Participants at the event included the adviser to the President of Armenia, Armenia’s Ambassador to Israel and other known Armenian and Israeli scientists, state officials, national minority leaders, members of the Jewish community of Armenia, journalists and businessmen.
WJC Jewish Diplomat Ruth Ouazana spoke about how the resilience of the Jewish people and Israel following the Holocaust helped shape Israel into the country it is today - a modern and thriving democracy that has become one of the most innovative countries in the world today. See excerpts of her speech below:
“I want to speak to today you as an NGO leader and as a leader of the Jewish Diplomatic Corps of the World Jewish Congress.
The World Jewish Congress, founded in Geneva in 1936, is the umbrella organization representing Jewish communities in 100 countries to governments, parliaments and international organizations. We are commonly described as the diplomatic arm of the Jewish people.
The WJC Jewish Diplomatic Corps is the flagship diplomacy program of the World Jewish Congress and a worldwide network of over 250 Jewish professionals from 50 countries acting in the fields of diplomacy and public policy on behalf of world Jewry.
I will be happy to give you insights into the Israeli society today, how its education and state of mind has very possibly been shaped in constructive ways by the catastrophe of the Holocaust and how it helped the country become one of the most innovative countries in the world today.
As an NGO leader and a leader of the WJC Jewish Diplomatic Corps, I feel a responsibility to make the world a better place. And as a leader of the Jewish Diplomatic Corps of the World Jewish Congress, I feel proud and honored to be with you here today to be able to share ideas and knowledge.
For the first part of my remarks I will introduce the notion of resilience, and we will see how it applies to Israelis in their everyday life. In the second part I will discuss the achievements of Israel as a state, and how Jews might have used the characteristic of resilience to create a State different from most other states.

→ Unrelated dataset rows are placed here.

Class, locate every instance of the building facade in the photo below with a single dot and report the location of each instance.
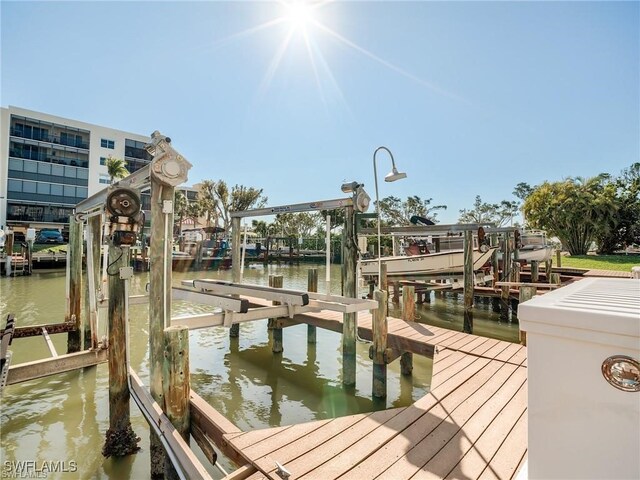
(48, 164)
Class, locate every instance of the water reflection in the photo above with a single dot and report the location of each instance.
(65, 417)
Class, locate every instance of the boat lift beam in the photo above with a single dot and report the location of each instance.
(436, 229)
(359, 201)
(220, 287)
(292, 303)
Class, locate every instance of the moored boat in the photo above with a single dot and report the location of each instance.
(441, 263)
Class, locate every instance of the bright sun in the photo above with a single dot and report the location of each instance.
(299, 15)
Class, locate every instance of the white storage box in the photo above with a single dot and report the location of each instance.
(580, 425)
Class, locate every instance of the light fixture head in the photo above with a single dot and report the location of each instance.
(350, 187)
(394, 175)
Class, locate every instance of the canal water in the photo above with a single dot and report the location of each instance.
(62, 419)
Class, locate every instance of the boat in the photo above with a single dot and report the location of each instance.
(441, 263)
(535, 247)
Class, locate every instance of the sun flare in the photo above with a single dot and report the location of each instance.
(299, 15)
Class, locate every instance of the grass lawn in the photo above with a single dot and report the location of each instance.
(42, 247)
(622, 263)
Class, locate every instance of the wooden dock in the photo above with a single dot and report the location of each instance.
(472, 423)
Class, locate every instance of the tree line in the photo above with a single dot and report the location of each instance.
(604, 210)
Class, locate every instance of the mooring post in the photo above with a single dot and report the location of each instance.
(74, 310)
(271, 322)
(277, 347)
(168, 169)
(409, 315)
(8, 248)
(534, 271)
(547, 269)
(312, 286)
(379, 347)
(506, 263)
(526, 293)
(495, 265)
(176, 384)
(160, 275)
(350, 320)
(384, 280)
(94, 242)
(234, 331)
(408, 303)
(468, 282)
(120, 438)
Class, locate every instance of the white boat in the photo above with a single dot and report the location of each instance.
(535, 247)
(441, 263)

… Resilience is different to resistance to stress. Consider the differences between steel and rubber as an example. A steel bar is resistant to stress and is capable of maintaining its form while bearing large loads. But steel is susceptible to shearing and completely breaking. A rubber brick, on the other hand, will bend easily under even small loads, but it's extremely difficult to snap or break. Moreover, once the load is removed from the rubber, its flexibility returns it to its original form.
Boris Cyrulnik, being himself the son of a Holocaust survivor, introduced to France the psychological notion of resilience, based on the observation of survivors of the Holocaust.
… Every day, on behalf of over 100 Jewish communities that we represent, the World Jewish Congress tirelessly works to support and defend the rights of the Jewish State, especially in the international arena.
As the flagship program of the WJC, members of our program are equally committed to these efforts. Just at the UN Human Rights Council alone, members of the WJC Jewish Diplomatic Corps have delivered over 70 statements in the past 4 years in defense of the Jewish people, the Jewish state, and universal human rights.
Our members conduct diplomatic meetings around the world advocating for the security and welfare Israel. We engage in viral social media campaigns to spread the truth about Israel. We publish articles in the local and international media to balance the often unfair treatment of Israel in the media. Standing with Israel is one of the World Jewish Congress’ most crucial priorities.
As we see, it is vital to be able to bend in front of catastrophes, either as a person or as a group. Being able to use the hard times we face as a springboard to decide to create something bigger and better. To become stronger from our weaknesses.
To create a state that looks like the dream we want to achieve. As wrote Theodor Herzl in the foreword of Altneuland, “If you will it, it is no dream…”
We have our dreamers, we have our builders, we have our critics; let’s use all of them to create a state that will be better each and every day - for its citizens, its neighbors, and for the rest of the world!”